I’ve had this problem as long as I can remember. Now using Ubuntu 22.04 Beta and LXD 5.
I pass through all my physical NICs to a Openwrt container. This works fine the first time I boot the host. But when I try to restart the openwrt container with “lxc restart”, some of the parent NICs get renamed to something seemingly random like phys****** and lxc fails to start as parent NIC does not exist.
The phys****** adapter does have the correct MAC and has a property “altname” which does have the real interface name.
Would it be possible to passthrough the NIC with MAC instead of Ifname? Or is there anything else I could do to stop this behavior? I tried disabling Predictable Network Interface Names, but with this the NICs get renamed phys****** during host boot and the container wont start once.
Is it always the same parent NICs that get renamed?
Are there any conflicting interfaces on the parent when the container gets restarted?
Please can you show the output of lxc config show <instance> --expanded along with the output of ip a before and after the container has been started and then restarted.
I think it’s mostly the same one, but it’s a part of 4-port Ethernet card so I’m not sure it matters. There should not be any conflicts I think, when everything is working as it should, the host has only one interface visible, br0 everything physical goes to the container.
I will get back to you with logs when I get a chance, it will take some doing because of my config.
I should add that this does not happen every time, but I’ve started to just reboot the whole host when needed.
So I had a look at the liblxc source code and found this:
I wonder if NIC is clashing with another NIC inside the container and then not being renamed so that when its moved back LXD doesn’t recognise it to rename it back to its original name.
Name: router
Status: STOPPED
Type: container
Architecture: x86_64
Created: 2021/11/03 23:19 EET
Last Used: 2022/04/08 12:35 EEST
Log:
lxc router 20220408101124.376 WARN network - network.c:lxc_delete_network_priv:3617 - Failed to rename interface with index 2 from "eth3" to its initial name "enp4s0f0"
lxc router 20220408101124.379 WARN network - network.c:lxc_delete_network_priv:3617 - Failed to rename interface with index 3 from "eth4" to its initial name "enp4s0f1"
When the container is stopped LXC will move the network device back to the host. In order to that it will use a “transient” name which it has used during interface creation. It’s basically a low-effort way to avoid name collisions on the host when moving a network device back that usually has a high-collision probability name such as “eth0” in the container.
In the final step it is renamed from the transient name to its original name on the host.
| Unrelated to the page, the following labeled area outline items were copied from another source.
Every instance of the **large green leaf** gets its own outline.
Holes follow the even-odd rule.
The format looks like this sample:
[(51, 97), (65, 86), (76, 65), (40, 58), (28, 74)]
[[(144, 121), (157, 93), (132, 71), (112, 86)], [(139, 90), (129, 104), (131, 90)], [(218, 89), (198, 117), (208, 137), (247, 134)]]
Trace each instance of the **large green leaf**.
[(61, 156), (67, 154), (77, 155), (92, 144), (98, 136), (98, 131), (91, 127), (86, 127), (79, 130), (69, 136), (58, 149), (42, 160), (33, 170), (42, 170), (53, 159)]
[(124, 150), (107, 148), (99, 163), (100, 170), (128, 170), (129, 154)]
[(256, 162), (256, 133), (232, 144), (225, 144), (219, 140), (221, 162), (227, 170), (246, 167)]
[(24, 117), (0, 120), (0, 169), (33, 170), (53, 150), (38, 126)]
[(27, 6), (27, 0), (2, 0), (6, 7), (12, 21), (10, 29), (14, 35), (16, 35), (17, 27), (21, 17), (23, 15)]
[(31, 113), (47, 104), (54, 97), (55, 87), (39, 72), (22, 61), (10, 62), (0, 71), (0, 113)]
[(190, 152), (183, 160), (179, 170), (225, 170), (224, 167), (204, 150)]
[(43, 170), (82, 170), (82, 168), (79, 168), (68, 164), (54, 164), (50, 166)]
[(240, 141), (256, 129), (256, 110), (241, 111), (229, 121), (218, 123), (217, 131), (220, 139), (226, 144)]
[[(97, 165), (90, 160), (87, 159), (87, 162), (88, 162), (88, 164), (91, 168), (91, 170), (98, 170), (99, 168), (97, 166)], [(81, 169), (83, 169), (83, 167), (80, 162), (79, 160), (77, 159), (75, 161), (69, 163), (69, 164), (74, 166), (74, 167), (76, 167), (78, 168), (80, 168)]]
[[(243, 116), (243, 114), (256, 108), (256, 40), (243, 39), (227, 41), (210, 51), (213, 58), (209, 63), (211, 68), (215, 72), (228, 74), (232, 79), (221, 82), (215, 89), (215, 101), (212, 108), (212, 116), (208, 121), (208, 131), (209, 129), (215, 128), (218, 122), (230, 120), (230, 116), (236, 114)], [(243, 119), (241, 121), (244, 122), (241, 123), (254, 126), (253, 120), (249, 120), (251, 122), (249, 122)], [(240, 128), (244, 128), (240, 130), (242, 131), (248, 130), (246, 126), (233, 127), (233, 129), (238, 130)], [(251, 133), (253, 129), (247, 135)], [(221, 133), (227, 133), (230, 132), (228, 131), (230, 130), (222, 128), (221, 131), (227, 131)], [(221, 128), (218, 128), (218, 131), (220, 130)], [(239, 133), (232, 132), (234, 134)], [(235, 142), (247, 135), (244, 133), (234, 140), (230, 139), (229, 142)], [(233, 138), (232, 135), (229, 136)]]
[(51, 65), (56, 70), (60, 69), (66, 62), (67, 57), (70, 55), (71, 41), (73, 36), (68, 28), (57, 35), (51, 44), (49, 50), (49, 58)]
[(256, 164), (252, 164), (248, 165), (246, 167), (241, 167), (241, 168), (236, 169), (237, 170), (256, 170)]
Since the rename step fails after the device has been moved back it makes it somewhat likely that it’s a naming collision, i.e. it’s original hostname has been taken by another device.
I guess I can test later, but I will always have multiple nics in the container, it is a router/switch after all.
That collision thing seems probable. If I disable Predictable Network Interface Names, Host nics stay as eth0 etc. instead of enps, and then the container wont start at all.
Perhaps I could try renaming container nics to eth01 etc do avoid collision.
Ok, I did test this by removing all but one physical NIC from the container and adding them back one by one. The problems start when adding the third one of four.
No idea, I have Ubuntu server with minimal extra packages. Predictable Network Interface Names does this on boot of course, but like I said before, If I disable that the LXC container wont start even once and I have those phys*** nics listed when it has tried.
I’m using only systemd-networkd with only br0 configured if that makes any difference. And I compile lxd from source, I don’t have snap installed.